# Anyone Can Whistle



## timothyjuddviolin (Nov 1, 2011)

Stephen Sondheim's great song and its thought provoking themes:

Anyone Can Whistle


----------



## Art Rock (Nov 28, 2009)

Stephen clearly never met my wife.


----------



## Headphone Hermit (Jan 8, 2014)

Art Rock said:


> Stephen clearly never met my wife.


he never met mine either - she is appalled if I try to whistle in public and tells me that in her homeland it would be regarded as a sign of a drunkard (No ..... I won't say where! )


----------



## Jobis (Jun 13, 2013)

Art Rock said:


> Stephen clearly never met my wife.


Apparently men find it easier to learn to whistle, no idea why, must just be a statistics thing.


----------



## Flamme (Dec 30, 2012)

Never learned...


----------



## PetrB (Feb 28, 2012)

Jobis said:


> Apparently men find it easier to learn to whistle, no idea why, must just be a statistics thing.


Its a Darwinian selection thing, we need the ability so we can comment on babes and get a cab.


----------



## Weston (Jul 11, 2008)

My ex used to do the two fingers in the mouth type of whistle that probably causes hearing loss. I never could and wouldn't want to! She used to do it at progressive rock concerts to my utter embarrassment. I mean, the audience should not be louder than the band. This type of concert I / we attended is not party music. It is deeper than that. I could tell the other attendees hated the whistling too. If you want to party, go to a party and let us enjoy the music.

I suppose "ex" is not much of a surprise then.

(Edit: By the way, I'm afraid I found the song rather lackluster in the voice leading department. Is it just me?)


----------



## Feathers (Feb 18, 2013)

Anyone can whistle but not everyone can whistle like this:






I thought I was good at whistling until I saw this.


----------



## Dustin (Mar 30, 2012)

^^^^Holy crap!! That's amazing. I'm inspired to take my whistling more seriously now.


----------



## Ingélou (Feb 10, 2013)

Jobis said:


> Apparently men find it easier to learn to whistle, no idea why, must just be a statistics thing.

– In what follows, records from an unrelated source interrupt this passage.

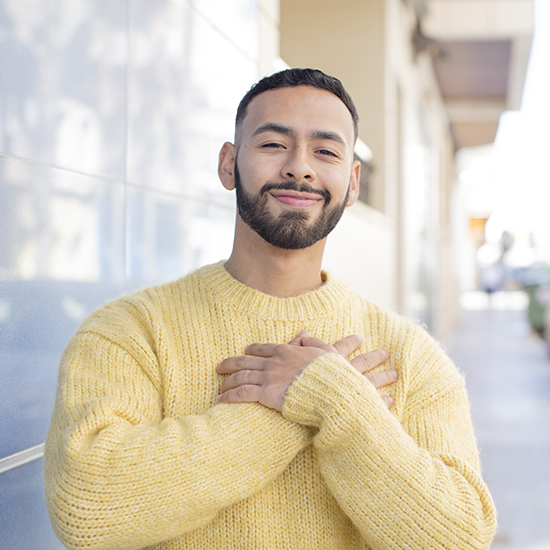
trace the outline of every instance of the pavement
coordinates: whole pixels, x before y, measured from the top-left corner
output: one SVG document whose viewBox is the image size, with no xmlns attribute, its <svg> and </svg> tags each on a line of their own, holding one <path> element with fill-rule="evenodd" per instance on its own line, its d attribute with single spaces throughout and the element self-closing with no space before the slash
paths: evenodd
<svg viewBox="0 0 550 550">
<path fill-rule="evenodd" d="M 530 329 L 525 296 L 473 298 L 445 347 L 466 375 L 497 506 L 491 550 L 550 550 L 550 351 Z"/>
</svg>

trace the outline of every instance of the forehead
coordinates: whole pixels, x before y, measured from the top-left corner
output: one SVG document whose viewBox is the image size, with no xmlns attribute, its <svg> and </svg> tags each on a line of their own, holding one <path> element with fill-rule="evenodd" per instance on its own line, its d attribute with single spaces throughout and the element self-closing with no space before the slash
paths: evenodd
<svg viewBox="0 0 550 550">
<path fill-rule="evenodd" d="M 337 132 L 353 147 L 353 119 L 334 94 L 310 86 L 278 88 L 256 96 L 248 105 L 239 133 L 251 137 L 260 126 L 272 123 L 292 129 L 297 135 Z"/>
</svg>

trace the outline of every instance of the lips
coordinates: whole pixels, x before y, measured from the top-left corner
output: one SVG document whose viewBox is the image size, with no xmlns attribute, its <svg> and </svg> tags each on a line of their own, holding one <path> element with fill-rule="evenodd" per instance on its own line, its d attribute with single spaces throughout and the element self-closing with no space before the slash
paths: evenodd
<svg viewBox="0 0 550 550">
<path fill-rule="evenodd" d="M 294 208 L 308 208 L 321 200 L 321 197 L 291 190 L 271 191 L 271 196 L 284 204 L 293 206 Z"/>
</svg>

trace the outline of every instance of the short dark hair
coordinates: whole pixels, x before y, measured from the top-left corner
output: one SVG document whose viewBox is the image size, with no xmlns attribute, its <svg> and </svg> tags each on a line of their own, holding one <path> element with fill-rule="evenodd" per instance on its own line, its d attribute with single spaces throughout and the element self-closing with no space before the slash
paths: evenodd
<svg viewBox="0 0 550 550">
<path fill-rule="evenodd" d="M 239 108 L 237 109 L 237 116 L 235 118 L 235 127 L 238 128 L 244 117 L 246 116 L 246 110 L 248 104 L 258 95 L 269 90 L 276 90 L 278 88 L 294 88 L 296 86 L 312 86 L 319 90 L 325 90 L 334 94 L 342 103 L 348 108 L 353 119 L 353 130 L 355 139 L 359 134 L 359 115 L 357 109 L 353 104 L 351 96 L 346 92 L 344 85 L 335 78 L 329 76 L 323 71 L 318 69 L 286 69 L 278 73 L 272 74 L 262 78 L 259 82 L 254 84 L 246 95 L 241 99 Z"/>
</svg>

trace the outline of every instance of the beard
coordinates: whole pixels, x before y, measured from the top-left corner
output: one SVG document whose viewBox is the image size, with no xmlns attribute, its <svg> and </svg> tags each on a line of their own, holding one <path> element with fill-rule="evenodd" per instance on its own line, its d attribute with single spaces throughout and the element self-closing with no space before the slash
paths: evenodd
<svg viewBox="0 0 550 550">
<path fill-rule="evenodd" d="M 269 212 L 267 201 L 272 189 L 292 189 L 302 193 L 315 193 L 324 198 L 325 203 L 316 220 L 310 222 L 309 212 L 288 210 L 279 216 Z M 324 239 L 338 224 L 348 202 L 350 188 L 344 200 L 330 208 L 331 195 L 326 190 L 314 189 L 308 183 L 294 181 L 266 183 L 257 196 L 247 193 L 242 186 L 237 161 L 235 160 L 235 191 L 239 215 L 250 229 L 264 241 L 284 250 L 301 250 L 313 246 Z"/>
</svg>

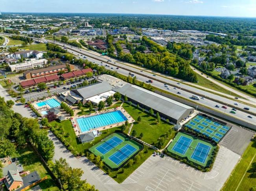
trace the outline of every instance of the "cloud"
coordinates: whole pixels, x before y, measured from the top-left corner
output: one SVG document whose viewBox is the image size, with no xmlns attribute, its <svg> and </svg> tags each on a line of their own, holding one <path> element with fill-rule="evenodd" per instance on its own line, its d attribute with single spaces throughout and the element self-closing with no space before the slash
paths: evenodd
<svg viewBox="0 0 256 191">
<path fill-rule="evenodd" d="M 193 4 L 198 4 L 199 3 L 203 3 L 203 1 L 201 0 L 191 0 L 188 2 L 188 3 L 192 3 Z"/>
</svg>

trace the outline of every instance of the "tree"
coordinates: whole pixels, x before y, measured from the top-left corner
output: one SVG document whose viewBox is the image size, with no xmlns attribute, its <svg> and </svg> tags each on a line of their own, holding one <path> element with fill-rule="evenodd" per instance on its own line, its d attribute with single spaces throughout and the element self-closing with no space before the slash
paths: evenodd
<svg viewBox="0 0 256 191">
<path fill-rule="evenodd" d="M 139 116 L 139 117 L 138 117 L 138 119 L 137 119 L 137 121 L 138 121 L 138 123 L 140 122 L 141 121 L 141 117 Z"/>
<path fill-rule="evenodd" d="M 37 88 L 39 90 L 43 90 L 46 88 L 47 86 L 45 83 L 39 83 L 37 85 Z"/>
<path fill-rule="evenodd" d="M 123 97 L 123 101 L 125 102 L 128 101 L 128 97 L 127 97 L 127 96 L 126 95 Z"/>
<path fill-rule="evenodd" d="M 86 77 L 91 77 L 93 76 L 92 72 L 89 72 L 86 74 Z"/>
<path fill-rule="evenodd" d="M 111 96 L 107 98 L 107 103 L 109 106 L 111 106 L 112 105 L 112 103 L 113 103 L 113 98 L 112 96 Z"/>
<path fill-rule="evenodd" d="M 133 131 L 132 132 L 131 135 L 133 137 L 135 137 L 135 136 L 136 136 L 136 134 L 137 134 L 137 132 L 136 132 L 136 131 L 135 130 L 133 130 Z"/>
<path fill-rule="evenodd" d="M 238 67 L 243 67 L 245 65 L 245 63 L 242 60 L 239 59 L 236 62 L 236 65 Z"/>
<path fill-rule="evenodd" d="M 161 117 L 158 112 L 157 113 L 157 123 L 160 123 L 161 121 Z"/>
<path fill-rule="evenodd" d="M 104 103 L 104 102 L 102 101 L 100 101 L 99 102 L 98 104 L 98 108 L 99 108 L 99 110 L 101 110 L 103 109 L 105 106 L 105 105 Z"/>
<path fill-rule="evenodd" d="M 154 111 L 152 108 L 150 108 L 149 112 L 149 114 L 150 114 L 150 115 L 154 115 Z"/>
<path fill-rule="evenodd" d="M 45 115 L 45 117 L 47 118 L 49 122 L 50 122 L 56 119 L 57 115 L 54 114 L 54 112 L 48 111 L 47 112 L 47 114 Z"/>
<path fill-rule="evenodd" d="M 6 105 L 7 105 L 7 106 L 10 108 L 11 108 L 15 104 L 15 103 L 12 100 L 10 100 L 6 101 Z"/>
<path fill-rule="evenodd" d="M 242 74 L 247 74 L 247 73 L 248 72 L 248 70 L 247 68 L 245 67 L 241 68 L 239 70 L 239 72 Z"/>
<path fill-rule="evenodd" d="M 43 126 L 46 127 L 48 126 L 49 124 L 48 119 L 46 117 L 44 117 L 41 120 L 41 124 Z"/>
<path fill-rule="evenodd" d="M 26 102 L 26 99 L 23 97 L 21 97 L 20 101 L 20 103 L 22 104 L 24 104 Z"/>
<path fill-rule="evenodd" d="M 0 158 L 12 155 L 15 151 L 15 146 L 9 139 L 0 141 Z"/>
<path fill-rule="evenodd" d="M 103 166 L 104 166 L 104 163 L 103 163 L 103 161 L 102 160 L 101 160 L 99 161 L 99 164 L 98 165 L 99 166 L 99 168 L 103 168 Z"/>
<path fill-rule="evenodd" d="M 228 77 L 227 77 L 227 79 L 228 79 L 230 81 L 232 81 L 232 80 L 233 80 L 233 79 L 234 79 L 234 77 L 235 77 L 234 75 L 233 74 L 231 74 L 230 75 L 229 75 L 228 76 Z"/>
<path fill-rule="evenodd" d="M 120 100 L 121 99 L 121 97 L 122 96 L 121 94 L 118 92 L 115 93 L 115 94 L 114 94 L 114 97 L 117 101 Z"/>
</svg>

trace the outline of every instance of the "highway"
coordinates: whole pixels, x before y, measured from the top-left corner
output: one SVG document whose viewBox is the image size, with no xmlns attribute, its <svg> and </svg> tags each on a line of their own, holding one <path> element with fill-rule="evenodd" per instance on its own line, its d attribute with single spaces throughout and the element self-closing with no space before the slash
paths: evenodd
<svg viewBox="0 0 256 191">
<path fill-rule="evenodd" d="M 85 50 L 83 49 L 80 49 L 77 47 L 70 46 L 68 45 L 62 43 L 58 41 L 54 41 L 53 40 L 42 40 L 36 39 L 39 41 L 40 42 L 45 42 L 48 41 L 53 43 L 54 43 L 62 47 L 64 47 L 67 49 L 67 50 L 68 52 L 73 54 L 77 55 L 79 58 L 82 58 L 84 56 L 87 56 L 87 59 L 89 61 L 92 62 L 94 62 L 95 63 L 97 63 L 99 65 L 102 65 L 108 69 L 116 71 L 118 73 L 125 75 L 128 76 L 129 72 L 131 71 L 133 71 L 134 72 L 133 73 L 135 76 L 136 76 L 137 79 L 138 80 L 141 81 L 144 81 L 146 82 L 148 81 L 149 79 L 152 79 L 153 81 L 153 83 L 151 84 L 153 86 L 155 86 L 160 89 L 164 90 L 166 91 L 168 91 L 173 94 L 177 94 L 178 92 L 180 93 L 180 94 L 179 96 L 180 97 L 183 97 L 186 99 L 191 100 L 192 101 L 198 103 L 199 104 L 201 105 L 204 106 L 208 108 L 212 108 L 213 109 L 218 110 L 221 112 L 223 115 L 228 115 L 230 116 L 234 116 L 234 117 L 242 119 L 243 121 L 246 121 L 246 122 L 252 124 L 256 124 L 256 115 L 252 115 L 250 114 L 249 114 L 246 112 L 243 111 L 240 111 L 237 110 L 236 111 L 236 114 L 233 114 L 230 113 L 232 108 L 234 106 L 236 106 L 239 108 L 241 110 L 243 110 L 243 108 L 244 107 L 248 107 L 250 108 L 250 111 L 252 112 L 254 114 L 256 114 L 256 108 L 255 107 L 252 107 L 251 106 L 248 106 L 246 104 L 241 103 L 236 103 L 235 101 L 229 99 L 225 97 L 223 97 L 220 96 L 215 95 L 211 93 L 206 92 L 193 87 L 191 87 L 189 85 L 184 84 L 180 83 L 180 84 L 178 84 L 177 82 L 171 80 L 163 77 L 162 77 L 156 75 L 153 76 L 153 75 L 149 72 L 147 72 L 145 71 L 141 72 L 140 70 L 134 68 L 131 66 L 127 66 L 126 65 L 122 64 L 119 62 L 116 62 L 115 63 L 114 63 L 113 61 L 107 62 L 108 59 L 105 58 L 101 56 L 97 56 L 94 54 L 92 54 L 89 51 Z M 83 55 L 81 56 L 81 55 Z M 101 63 L 101 62 L 102 62 Z M 107 67 L 105 66 L 106 64 L 109 65 L 109 67 Z M 117 67 L 118 66 L 119 67 L 119 69 L 116 69 Z M 122 68 L 121 68 L 122 67 Z M 145 75 L 149 76 L 149 77 L 145 77 Z M 162 83 L 160 81 L 158 81 L 155 79 L 157 79 L 160 81 L 164 82 L 164 83 Z M 164 86 L 164 84 L 168 84 L 168 88 Z M 184 90 L 179 89 L 179 88 L 175 88 L 174 87 L 179 87 L 179 88 L 182 88 Z M 169 90 L 167 89 L 167 88 L 169 88 Z M 194 100 L 191 99 L 190 97 L 193 94 L 192 93 L 186 91 L 192 91 L 197 92 L 199 94 L 203 95 L 204 99 L 201 99 L 200 97 L 199 100 Z M 206 97 L 209 97 L 214 99 L 216 101 L 213 101 Z M 223 105 L 219 103 L 218 101 L 220 101 L 223 103 L 225 103 L 225 105 L 227 107 L 227 109 L 221 108 Z M 234 104 L 237 103 L 238 105 L 236 105 Z M 253 103 L 252 103 L 253 104 Z M 215 107 L 216 105 L 219 105 L 220 107 L 217 108 Z M 229 106 L 230 105 L 230 106 Z M 250 115 L 252 117 L 252 118 L 251 119 L 248 117 L 248 116 Z"/>
</svg>

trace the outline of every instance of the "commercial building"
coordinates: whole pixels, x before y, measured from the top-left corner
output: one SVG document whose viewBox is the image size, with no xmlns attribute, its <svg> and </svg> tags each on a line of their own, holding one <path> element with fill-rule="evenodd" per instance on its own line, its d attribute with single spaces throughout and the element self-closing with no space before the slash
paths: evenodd
<svg viewBox="0 0 256 191">
<path fill-rule="evenodd" d="M 161 117 L 175 124 L 194 112 L 192 107 L 130 84 L 114 88 L 113 90 L 126 95 L 129 100 L 145 110 L 153 109 L 155 114 L 158 112 Z"/>
<path fill-rule="evenodd" d="M 57 74 L 53 74 L 21 81 L 20 82 L 20 85 L 22 88 L 26 88 L 35 86 L 39 83 L 49 83 L 59 79 L 59 77 Z"/>
<path fill-rule="evenodd" d="M 76 70 L 74 72 L 63 74 L 61 76 L 61 79 L 66 80 L 73 77 L 78 77 L 86 74 L 88 72 L 92 72 L 93 71 L 92 68 L 88 68 L 83 69 L 80 70 Z"/>
<path fill-rule="evenodd" d="M 69 64 L 62 64 L 31 71 L 27 70 L 23 73 L 23 76 L 26 79 L 30 79 L 34 77 L 56 74 L 61 71 L 66 72 L 68 70 L 68 66 L 71 70 L 75 69 L 75 66 L 74 65 Z"/>
<path fill-rule="evenodd" d="M 29 69 L 33 69 L 38 67 L 43 67 L 47 63 L 47 59 L 40 59 L 31 61 L 28 61 L 20 64 L 9 65 L 9 67 L 12 72 L 14 71 L 18 72 L 20 70 L 25 70 Z"/>
<path fill-rule="evenodd" d="M 98 104 L 97 103 L 98 102 L 96 101 L 97 97 L 94 97 L 94 96 L 98 95 L 99 98 L 98 99 L 101 99 L 101 97 L 102 96 L 100 96 L 101 94 L 104 94 L 104 93 L 109 92 L 112 90 L 112 86 L 108 82 L 103 81 L 101 83 L 92 84 L 86 87 L 78 88 L 72 91 L 82 98 L 82 101 L 83 104 L 85 104 L 88 101 L 89 101 L 90 98 L 91 98 L 92 100 L 95 101 L 94 103 L 95 104 Z M 109 94 L 109 93 L 107 94 Z M 105 97 L 106 97 L 106 96 Z M 105 99 L 107 98 L 104 98 L 104 99 Z"/>
</svg>

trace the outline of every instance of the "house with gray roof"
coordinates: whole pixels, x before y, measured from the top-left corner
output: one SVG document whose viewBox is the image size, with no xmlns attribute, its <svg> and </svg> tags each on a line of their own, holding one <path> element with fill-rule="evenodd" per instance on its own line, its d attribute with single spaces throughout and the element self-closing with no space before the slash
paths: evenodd
<svg viewBox="0 0 256 191">
<path fill-rule="evenodd" d="M 113 88 L 135 105 L 149 110 L 152 108 L 155 114 L 168 119 L 175 124 L 181 121 L 194 112 L 194 108 L 138 86 L 127 84 L 122 87 Z"/>
</svg>

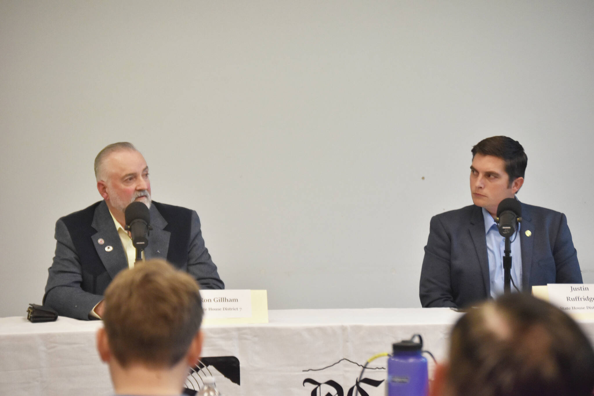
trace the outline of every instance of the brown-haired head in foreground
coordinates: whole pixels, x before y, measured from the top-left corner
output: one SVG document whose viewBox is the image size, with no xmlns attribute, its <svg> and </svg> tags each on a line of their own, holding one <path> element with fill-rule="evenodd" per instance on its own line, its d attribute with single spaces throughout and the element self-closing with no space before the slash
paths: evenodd
<svg viewBox="0 0 594 396">
<path fill-rule="evenodd" d="M 451 334 L 444 382 L 456 396 L 586 396 L 594 351 L 561 310 L 524 293 L 484 303 Z"/>
<path fill-rule="evenodd" d="M 196 281 L 162 259 L 118 274 L 105 292 L 102 318 L 119 364 L 170 368 L 185 355 L 202 322 Z"/>
</svg>

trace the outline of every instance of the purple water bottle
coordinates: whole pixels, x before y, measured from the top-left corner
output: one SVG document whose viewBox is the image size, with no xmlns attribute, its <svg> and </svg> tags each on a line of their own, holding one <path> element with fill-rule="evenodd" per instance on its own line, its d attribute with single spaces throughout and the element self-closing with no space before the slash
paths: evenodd
<svg viewBox="0 0 594 396">
<path fill-rule="evenodd" d="M 415 337 L 418 343 L 415 342 Z M 427 395 L 429 376 L 422 349 L 423 338 L 419 334 L 392 344 L 393 354 L 388 359 L 387 396 Z"/>
</svg>

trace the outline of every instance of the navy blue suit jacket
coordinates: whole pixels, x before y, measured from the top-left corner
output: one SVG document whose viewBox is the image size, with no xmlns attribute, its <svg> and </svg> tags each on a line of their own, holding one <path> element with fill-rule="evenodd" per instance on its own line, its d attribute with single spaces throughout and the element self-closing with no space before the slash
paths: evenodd
<svg viewBox="0 0 594 396">
<path fill-rule="evenodd" d="M 582 283 L 565 215 L 521 205 L 523 290 L 529 292 L 532 286 L 547 283 Z M 490 297 L 490 284 L 481 208 L 471 205 L 434 216 L 421 271 L 422 306 L 469 306 Z"/>
</svg>

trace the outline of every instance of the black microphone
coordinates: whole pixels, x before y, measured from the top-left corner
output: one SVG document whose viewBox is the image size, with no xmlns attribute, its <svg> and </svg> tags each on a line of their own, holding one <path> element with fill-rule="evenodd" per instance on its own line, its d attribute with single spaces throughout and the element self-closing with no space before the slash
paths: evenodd
<svg viewBox="0 0 594 396">
<path fill-rule="evenodd" d="M 501 236 L 510 237 L 522 221 L 522 206 L 514 198 L 505 198 L 497 207 L 497 225 Z"/>
<path fill-rule="evenodd" d="M 126 208 L 126 229 L 132 235 L 132 243 L 137 250 L 143 250 L 148 245 L 150 214 L 148 208 L 141 202 L 135 201 Z"/>
</svg>

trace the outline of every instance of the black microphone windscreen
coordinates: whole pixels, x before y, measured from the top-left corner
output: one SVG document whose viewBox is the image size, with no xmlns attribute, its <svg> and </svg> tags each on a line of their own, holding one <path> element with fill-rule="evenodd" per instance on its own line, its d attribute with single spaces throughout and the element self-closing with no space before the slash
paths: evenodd
<svg viewBox="0 0 594 396">
<path fill-rule="evenodd" d="M 124 212 L 126 217 L 126 225 L 129 226 L 130 223 L 135 220 L 144 220 L 147 224 L 150 223 L 150 213 L 148 212 L 148 208 L 141 202 L 135 201 L 126 208 Z"/>
<path fill-rule="evenodd" d="M 497 217 L 498 217 L 506 210 L 513 212 L 517 217 L 522 217 L 522 205 L 520 205 L 520 201 L 515 198 L 505 198 L 499 202 L 499 206 L 497 207 Z"/>
</svg>

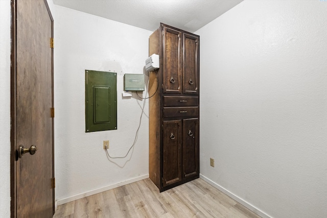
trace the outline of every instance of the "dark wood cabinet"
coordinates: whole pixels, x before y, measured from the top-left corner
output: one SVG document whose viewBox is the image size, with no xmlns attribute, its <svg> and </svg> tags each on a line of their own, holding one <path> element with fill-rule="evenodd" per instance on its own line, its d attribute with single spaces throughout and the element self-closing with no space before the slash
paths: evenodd
<svg viewBox="0 0 327 218">
<path fill-rule="evenodd" d="M 199 39 L 164 23 L 149 37 L 160 57 L 149 74 L 149 175 L 160 191 L 199 177 Z"/>
</svg>

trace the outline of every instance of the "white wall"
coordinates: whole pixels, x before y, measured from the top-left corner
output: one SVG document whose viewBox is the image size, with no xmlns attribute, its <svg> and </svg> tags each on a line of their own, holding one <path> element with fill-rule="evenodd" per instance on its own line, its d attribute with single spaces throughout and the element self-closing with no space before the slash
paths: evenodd
<svg viewBox="0 0 327 218">
<path fill-rule="evenodd" d="M 200 173 L 263 216 L 327 216 L 326 12 L 246 0 L 196 33 Z"/>
<path fill-rule="evenodd" d="M 10 0 L 0 1 L 0 217 L 10 216 Z"/>
<path fill-rule="evenodd" d="M 144 101 L 135 93 L 122 98 L 123 76 L 144 73 L 152 32 L 49 2 L 55 20 L 55 171 L 60 204 L 148 177 L 147 101 L 137 142 L 126 158 L 108 160 L 103 143 L 110 140 L 112 156 L 125 155 L 133 143 Z M 117 73 L 117 130 L 85 132 L 85 69 Z"/>
</svg>

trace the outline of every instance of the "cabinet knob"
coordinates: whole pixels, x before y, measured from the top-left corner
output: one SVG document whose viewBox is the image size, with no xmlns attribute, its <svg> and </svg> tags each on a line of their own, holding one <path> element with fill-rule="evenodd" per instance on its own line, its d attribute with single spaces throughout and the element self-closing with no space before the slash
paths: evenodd
<svg viewBox="0 0 327 218">
<path fill-rule="evenodd" d="M 172 83 L 175 83 L 175 79 L 173 77 L 170 78 L 170 82 Z"/>
<path fill-rule="evenodd" d="M 192 131 L 189 130 L 189 135 L 190 136 L 192 136 L 192 135 L 193 135 L 193 133 L 192 133 Z"/>
<path fill-rule="evenodd" d="M 175 139 L 175 135 L 174 135 L 174 133 L 173 132 L 171 133 L 170 139 Z"/>
</svg>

It's a cultural thing too. Whistling by women has been actively discouraged - note the proverb, 'A whistling woman and a crowing hen are neither good for God nor men'. 
This was actively quoted by my granny whenever I started up. I can whistle, but my mother can't. We used to get her to whistle carols at Christmas just for a really good family laugh!


----------



## Cheyenne (Aug 6, 2012)

Feathers said:


> Anyone can whistle but not everyone can whistle like this:
> 
> 
> 
> ...


Note the description: "It was played at whistler's convention at Luisburg, NC." Whistler's convention! That I want to visit.



Weston said:


> My ex used to do the two fingers in the mouth type of whistle that probably causes hearing loss. I never could and wouldn't want to! She used to do it at progressive rock concerts to my utter embarrassment. I mean, the audience should not be louder than the band. This type of concert I / we attended is not party music. It is deeper than that. I could tell the other attendees hated the whistling too. If you want to party, go to a party and let us enjoy the music.


A woman sitting behind me did that several times at the last classical concert I was at - during the applause of course.

Someone in my family - some sort of uncle, I venture to guess - always whistles; his favorite is this piece, though he isn't all that good at it.

I wish I could whistle well myself, but maybe it's better that I can't: I'd just annoy others.


----------



## Flamme (Dec 30, 2012)

Weston said:


> My ex used to do the two fingers in the mouth type of whistle that probably causes hearing loss. I never could and wouldn't want to! She used to do it at progressive rock concerts to my utter embarrassment. I mean, the audience should not be louder than the band. This type of concert I / we attended is not party music. It is deeper than that. I could tell the other attendees hated the whistling too. If you want to party, go to a party and let us enjoy the music.
> 
> I suppose "ex" is not much of a surprise then.
> 
> (Edit: By the way, I'm afraid I found the song rather lackluster in the voice leading department. Is it just me?)


LOL its funny when gals behave worse and more ''manly'' then men themselves...:lol:


----------



## apricissimus (May 15, 2013)

I can't whistle, not even a little bit. I just can't make that sound with my mouth. Sometimes people try to show me how, but if I haven't figured it out by now, I think I'm just physically incapable.


----------